As dificuldades dos jovens de ingressarem no mercado de trabalho
Enviada em 28/08/2020
Dentro dos estudos sobre a ética protestante, Max Weber destacava a importância do trabalho na edificação do homem. Mais especificamente para o jovem, a conquista de um emprego é crucial para seu amadurecimento e independência. Porém, segundo o IBGE, são os que mais enfrentam obstáculos para serem contratados. Por certo, este problema é uma consequência direta tanto do não cumprimento do papel da escola pública, quanto do que se pode chamar de paradoxo da experiencia.
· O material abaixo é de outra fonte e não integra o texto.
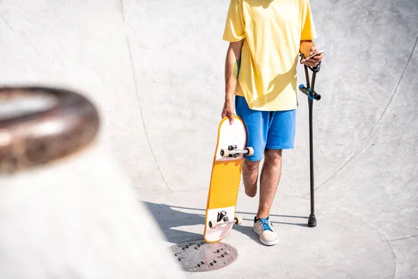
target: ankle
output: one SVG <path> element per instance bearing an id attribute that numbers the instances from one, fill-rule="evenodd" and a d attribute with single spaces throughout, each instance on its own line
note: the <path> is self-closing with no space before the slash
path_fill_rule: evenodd
<path id="1" fill-rule="evenodd" d="M 269 216 L 268 214 L 258 214 L 257 213 L 257 215 L 256 215 L 256 220 L 260 220 L 261 218 L 266 218 Z"/>

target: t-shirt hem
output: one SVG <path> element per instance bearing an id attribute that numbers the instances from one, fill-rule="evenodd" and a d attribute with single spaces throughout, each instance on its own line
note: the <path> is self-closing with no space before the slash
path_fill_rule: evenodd
<path id="1" fill-rule="evenodd" d="M 239 42 L 245 38 L 245 35 L 240 36 L 239 37 L 229 37 L 229 36 L 223 36 L 222 40 L 226 40 L 227 42 L 235 43 Z"/>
De acordo com a constituição federal de 1988, é papel das instituições de ensino instruir os jovens para o mercado de produção. No entanto, uma pesquisa realizada pelo IBGE, afirma que 55% dos jovens que cursam ou já concluíram o ensino médio não se sentem preparados para exercer um oficio. De fato, nota-se que o método de ensino e o currículo acadêmico atual estão em total desacordo com a realidade do mercado de trabalho, uma vez que, não abordam o assunto. Logo, não estimulam o auto conhecimento -muito útil para decidir qual carreira segui- tampouco ajudam a desenvolver habilidades importantes, como criatividade e senso crítico, fatores que dariam mais segurança numa seleção de emprego, por exemplo.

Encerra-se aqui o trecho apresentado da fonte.